August 07, 2003

Pallid Pirates

Posted by shonk at 04:35 AM in Music | TrackBack

If you believe everything the RIAA says, you'd think the wide assortment of people swapping songs over P2P networks was scarier than Bluebeard breaking out the plank for a stowaway. If you live in reality, of course, you'd realize the filesharers are more akin to the motley crew on that Capitol One commercial. Which isn't to say that they aren't a menace, but probably more to taste than to musicians. In any case, while the RIAA is fighting the wrong battle, it's nice to see that someone gets it: Apple. Here, courtesy of Mac.Ars, is the summation of Apple's position on piracy, due to Peter Lowe, Apple's Director of Marketing for Applications and Services:



The way to go after illegal file sharing services is to compete with them...go after their weaknesses.
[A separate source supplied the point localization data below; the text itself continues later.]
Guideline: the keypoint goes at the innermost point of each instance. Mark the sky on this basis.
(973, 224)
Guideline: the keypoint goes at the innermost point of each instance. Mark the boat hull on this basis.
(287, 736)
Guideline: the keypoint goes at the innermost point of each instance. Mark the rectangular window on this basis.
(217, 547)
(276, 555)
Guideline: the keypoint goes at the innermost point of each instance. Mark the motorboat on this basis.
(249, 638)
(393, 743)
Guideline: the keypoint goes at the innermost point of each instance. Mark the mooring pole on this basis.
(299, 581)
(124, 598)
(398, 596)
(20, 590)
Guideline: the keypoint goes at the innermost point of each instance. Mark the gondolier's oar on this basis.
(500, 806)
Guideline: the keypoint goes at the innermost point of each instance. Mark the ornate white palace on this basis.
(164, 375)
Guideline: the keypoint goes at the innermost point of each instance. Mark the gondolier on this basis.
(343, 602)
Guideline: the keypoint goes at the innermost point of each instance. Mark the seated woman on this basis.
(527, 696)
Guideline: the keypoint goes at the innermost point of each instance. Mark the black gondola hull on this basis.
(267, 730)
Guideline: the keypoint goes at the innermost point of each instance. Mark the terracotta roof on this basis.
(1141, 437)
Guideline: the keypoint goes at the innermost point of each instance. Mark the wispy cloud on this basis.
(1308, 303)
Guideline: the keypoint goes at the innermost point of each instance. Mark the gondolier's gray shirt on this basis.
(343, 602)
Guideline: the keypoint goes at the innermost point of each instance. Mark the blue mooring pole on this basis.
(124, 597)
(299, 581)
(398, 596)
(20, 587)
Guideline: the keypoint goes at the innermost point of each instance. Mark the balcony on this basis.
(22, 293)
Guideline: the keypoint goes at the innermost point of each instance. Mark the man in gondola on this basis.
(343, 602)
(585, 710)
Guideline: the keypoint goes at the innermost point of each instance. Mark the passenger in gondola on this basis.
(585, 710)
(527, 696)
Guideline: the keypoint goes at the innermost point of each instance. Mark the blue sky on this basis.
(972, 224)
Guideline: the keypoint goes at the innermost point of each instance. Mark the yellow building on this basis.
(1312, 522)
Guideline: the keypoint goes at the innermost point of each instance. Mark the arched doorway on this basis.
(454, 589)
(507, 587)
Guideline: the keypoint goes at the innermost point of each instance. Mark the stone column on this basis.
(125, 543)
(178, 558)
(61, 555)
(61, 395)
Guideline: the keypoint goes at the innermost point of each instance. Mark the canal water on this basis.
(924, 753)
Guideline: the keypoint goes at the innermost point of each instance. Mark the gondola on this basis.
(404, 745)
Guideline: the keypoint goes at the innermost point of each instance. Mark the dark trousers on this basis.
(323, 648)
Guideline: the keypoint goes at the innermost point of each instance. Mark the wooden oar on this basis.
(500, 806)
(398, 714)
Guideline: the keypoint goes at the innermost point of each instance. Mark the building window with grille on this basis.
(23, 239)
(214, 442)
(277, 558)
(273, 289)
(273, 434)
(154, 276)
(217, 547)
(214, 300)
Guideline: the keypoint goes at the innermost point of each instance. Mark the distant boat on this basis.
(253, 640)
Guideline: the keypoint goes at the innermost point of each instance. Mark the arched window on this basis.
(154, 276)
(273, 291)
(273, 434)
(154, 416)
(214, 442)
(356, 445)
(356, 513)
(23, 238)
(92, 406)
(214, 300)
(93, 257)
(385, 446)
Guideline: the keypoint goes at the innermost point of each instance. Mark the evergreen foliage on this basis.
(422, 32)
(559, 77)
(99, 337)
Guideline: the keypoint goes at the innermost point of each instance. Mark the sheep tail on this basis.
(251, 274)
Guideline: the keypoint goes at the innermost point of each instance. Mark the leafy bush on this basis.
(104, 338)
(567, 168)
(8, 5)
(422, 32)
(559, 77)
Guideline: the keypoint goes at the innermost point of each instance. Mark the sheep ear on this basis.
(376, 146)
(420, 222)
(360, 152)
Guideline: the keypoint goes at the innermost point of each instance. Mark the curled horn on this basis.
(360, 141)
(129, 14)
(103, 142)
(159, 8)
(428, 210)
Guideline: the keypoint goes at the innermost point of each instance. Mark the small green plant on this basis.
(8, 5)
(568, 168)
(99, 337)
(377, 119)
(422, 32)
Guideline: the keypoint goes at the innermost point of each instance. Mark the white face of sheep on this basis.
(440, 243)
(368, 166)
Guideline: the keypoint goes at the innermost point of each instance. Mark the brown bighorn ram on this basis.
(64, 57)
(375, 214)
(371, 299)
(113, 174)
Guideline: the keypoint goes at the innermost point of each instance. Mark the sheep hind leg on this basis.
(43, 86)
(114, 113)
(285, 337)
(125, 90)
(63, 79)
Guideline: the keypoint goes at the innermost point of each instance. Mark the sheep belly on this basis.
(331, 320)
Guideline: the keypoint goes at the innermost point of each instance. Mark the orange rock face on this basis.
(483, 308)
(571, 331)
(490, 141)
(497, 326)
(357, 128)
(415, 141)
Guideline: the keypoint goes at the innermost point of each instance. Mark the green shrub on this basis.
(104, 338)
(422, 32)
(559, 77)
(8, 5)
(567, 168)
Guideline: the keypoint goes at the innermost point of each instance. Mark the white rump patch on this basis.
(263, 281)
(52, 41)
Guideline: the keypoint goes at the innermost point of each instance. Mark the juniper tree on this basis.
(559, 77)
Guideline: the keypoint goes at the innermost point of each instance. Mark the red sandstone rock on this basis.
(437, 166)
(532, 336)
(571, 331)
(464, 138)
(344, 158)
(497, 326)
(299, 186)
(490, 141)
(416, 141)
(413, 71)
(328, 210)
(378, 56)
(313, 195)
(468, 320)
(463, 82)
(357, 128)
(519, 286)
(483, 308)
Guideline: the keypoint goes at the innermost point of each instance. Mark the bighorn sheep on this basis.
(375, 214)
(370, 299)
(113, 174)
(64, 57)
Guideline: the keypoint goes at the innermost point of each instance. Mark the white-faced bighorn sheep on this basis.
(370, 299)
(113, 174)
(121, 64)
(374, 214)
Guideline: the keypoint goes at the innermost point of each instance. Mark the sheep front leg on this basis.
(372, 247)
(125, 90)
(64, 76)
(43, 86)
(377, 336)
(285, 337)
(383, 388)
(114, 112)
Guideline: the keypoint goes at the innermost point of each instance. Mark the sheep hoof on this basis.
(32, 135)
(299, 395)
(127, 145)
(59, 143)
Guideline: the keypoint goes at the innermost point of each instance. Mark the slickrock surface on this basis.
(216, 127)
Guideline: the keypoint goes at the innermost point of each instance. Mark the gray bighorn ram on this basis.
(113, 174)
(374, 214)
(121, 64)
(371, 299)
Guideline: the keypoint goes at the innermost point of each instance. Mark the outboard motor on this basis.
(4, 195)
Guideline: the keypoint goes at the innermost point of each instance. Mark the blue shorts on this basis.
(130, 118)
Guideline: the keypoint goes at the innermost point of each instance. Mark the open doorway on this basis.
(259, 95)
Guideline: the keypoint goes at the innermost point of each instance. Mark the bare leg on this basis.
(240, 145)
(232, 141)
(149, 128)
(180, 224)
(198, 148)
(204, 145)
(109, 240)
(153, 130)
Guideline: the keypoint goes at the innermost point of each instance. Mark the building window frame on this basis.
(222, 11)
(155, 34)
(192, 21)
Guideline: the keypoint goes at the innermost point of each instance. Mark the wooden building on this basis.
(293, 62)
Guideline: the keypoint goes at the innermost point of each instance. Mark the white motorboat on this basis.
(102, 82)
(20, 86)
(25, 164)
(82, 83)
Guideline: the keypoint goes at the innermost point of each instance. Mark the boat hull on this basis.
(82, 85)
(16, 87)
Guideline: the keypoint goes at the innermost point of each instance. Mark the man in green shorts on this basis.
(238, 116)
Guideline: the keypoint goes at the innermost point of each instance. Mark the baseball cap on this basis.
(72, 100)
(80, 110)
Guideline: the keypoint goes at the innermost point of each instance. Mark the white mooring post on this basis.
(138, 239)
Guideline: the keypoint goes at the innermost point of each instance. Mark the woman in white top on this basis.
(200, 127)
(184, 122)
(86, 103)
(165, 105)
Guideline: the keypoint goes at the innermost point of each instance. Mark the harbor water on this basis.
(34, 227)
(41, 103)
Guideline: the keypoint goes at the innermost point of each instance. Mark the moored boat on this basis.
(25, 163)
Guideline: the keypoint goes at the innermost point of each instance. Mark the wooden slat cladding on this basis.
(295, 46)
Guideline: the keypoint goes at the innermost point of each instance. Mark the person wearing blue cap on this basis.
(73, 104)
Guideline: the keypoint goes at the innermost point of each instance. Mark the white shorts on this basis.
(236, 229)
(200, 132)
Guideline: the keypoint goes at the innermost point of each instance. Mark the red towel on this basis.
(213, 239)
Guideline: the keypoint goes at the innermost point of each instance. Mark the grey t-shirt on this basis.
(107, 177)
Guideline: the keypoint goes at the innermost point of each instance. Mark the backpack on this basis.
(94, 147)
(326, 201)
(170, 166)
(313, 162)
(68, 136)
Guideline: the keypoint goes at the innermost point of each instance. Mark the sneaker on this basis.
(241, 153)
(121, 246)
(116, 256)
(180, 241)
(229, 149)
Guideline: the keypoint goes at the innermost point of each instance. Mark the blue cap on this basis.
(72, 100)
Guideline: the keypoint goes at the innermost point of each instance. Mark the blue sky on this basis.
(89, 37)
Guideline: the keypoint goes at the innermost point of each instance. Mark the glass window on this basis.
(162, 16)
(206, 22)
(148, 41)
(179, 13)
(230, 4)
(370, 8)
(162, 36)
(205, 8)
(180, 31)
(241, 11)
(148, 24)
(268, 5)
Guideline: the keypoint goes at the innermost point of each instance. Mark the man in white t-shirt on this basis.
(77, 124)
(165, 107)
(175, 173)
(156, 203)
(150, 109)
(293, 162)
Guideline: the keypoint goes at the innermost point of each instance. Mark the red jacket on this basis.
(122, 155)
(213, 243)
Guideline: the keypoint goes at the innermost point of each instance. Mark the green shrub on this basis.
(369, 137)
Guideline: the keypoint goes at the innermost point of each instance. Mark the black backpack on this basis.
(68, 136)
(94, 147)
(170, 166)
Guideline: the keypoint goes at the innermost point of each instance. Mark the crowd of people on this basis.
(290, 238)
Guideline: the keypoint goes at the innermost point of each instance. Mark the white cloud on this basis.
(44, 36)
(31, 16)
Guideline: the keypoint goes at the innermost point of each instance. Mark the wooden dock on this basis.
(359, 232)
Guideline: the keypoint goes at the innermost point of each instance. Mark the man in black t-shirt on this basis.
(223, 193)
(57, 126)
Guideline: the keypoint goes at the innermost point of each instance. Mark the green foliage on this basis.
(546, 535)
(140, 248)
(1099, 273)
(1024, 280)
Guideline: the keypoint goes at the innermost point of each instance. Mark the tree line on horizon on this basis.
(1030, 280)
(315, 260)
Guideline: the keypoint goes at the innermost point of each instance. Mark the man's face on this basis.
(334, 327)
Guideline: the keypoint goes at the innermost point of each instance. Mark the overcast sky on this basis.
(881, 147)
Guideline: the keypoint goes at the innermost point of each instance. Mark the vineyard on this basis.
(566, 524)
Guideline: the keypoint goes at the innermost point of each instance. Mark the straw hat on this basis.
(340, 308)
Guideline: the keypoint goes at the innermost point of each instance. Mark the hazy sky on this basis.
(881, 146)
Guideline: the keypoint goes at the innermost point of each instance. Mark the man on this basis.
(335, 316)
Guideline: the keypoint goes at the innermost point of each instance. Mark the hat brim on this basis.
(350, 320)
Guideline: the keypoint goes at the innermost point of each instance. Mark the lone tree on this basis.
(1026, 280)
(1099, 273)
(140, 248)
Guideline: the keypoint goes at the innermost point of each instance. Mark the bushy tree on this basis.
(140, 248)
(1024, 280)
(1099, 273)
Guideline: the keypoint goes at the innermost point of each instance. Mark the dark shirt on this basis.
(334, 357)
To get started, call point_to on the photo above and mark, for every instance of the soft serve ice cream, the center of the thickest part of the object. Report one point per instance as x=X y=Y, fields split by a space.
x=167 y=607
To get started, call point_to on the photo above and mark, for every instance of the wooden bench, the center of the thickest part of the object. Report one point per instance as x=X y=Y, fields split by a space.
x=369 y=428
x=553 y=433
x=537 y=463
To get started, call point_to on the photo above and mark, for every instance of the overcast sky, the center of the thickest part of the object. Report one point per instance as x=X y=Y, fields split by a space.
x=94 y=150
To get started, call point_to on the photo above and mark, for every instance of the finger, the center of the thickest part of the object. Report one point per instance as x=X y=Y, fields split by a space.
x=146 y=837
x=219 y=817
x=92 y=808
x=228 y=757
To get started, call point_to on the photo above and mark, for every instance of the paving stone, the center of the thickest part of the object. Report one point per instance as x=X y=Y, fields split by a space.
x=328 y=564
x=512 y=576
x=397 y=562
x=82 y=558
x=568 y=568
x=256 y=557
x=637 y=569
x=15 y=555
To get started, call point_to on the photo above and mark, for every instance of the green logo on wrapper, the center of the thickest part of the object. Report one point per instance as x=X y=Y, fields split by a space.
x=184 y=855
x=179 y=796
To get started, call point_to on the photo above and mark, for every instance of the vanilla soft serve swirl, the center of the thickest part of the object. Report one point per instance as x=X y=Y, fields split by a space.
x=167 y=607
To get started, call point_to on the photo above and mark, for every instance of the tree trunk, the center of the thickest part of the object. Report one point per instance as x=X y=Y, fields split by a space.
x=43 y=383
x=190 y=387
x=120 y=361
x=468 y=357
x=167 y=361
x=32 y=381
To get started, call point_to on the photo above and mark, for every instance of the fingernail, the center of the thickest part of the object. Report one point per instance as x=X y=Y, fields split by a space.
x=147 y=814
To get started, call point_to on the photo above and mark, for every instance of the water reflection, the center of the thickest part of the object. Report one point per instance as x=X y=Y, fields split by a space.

The reason why people used these services is instant gratification: for most of the people who use file sharing, it is more about flexibility and not about free...we aim to take advantages of weaknesses of illegal sharing services: unreliable encoding; bad connection; no previews; wrong music; no album cover art; and at the end of the day, it is stealing. Which is bad karma! We fundamentally believe subscriptions are the wrong path ...that's not what consumers are doing offline...they want to buy downloads. If digital distribution is about one thing, it is about being simple...as simple as a CD player...and it needs to be consistent....take the "but" out of it



Now, whether filesharing is or is not immoral is still up for debate (clearly it's illegal, but I haven't the patience to go into whether or not it should be), as is its actual negative impact on the music industry (am I the only one to notice that people with lots of mp3's also buy lots of albums?). The point is, rather than suing some poor student for $98 billion isn't the way to make anybody agree with you, and even the super-system Poindexter probably has wet dreams about couldn't stop filesharing. So why not compete with the P2P networks, rather than try to get the government to shut them down? I mean, seriously, the government sure as hell doesn't stop people from smoking pot, and pot you can see and touch (and destroy, incidentally). Apple's got it right; P2P networks are buggy, don't let you preview (ever downloaded a mislabeled song?), don't include liner notes and cover art and, yes, are illegal (which is important, even if you think the law is a bad one. After all, who wants to face a $98 billion lawsuit from a mega-corporation, even if it will get settled for something more reasonable?). And people do feel guilty about using them. Maybe not everybody, but a lot of people. So fix those problems with a legal network, and a lot of people will be willing to pay for it. Not that innovative, but apparently a hell of a lot moreso than the standard. And there are those who still wonder why anybody would consider buying a Mac.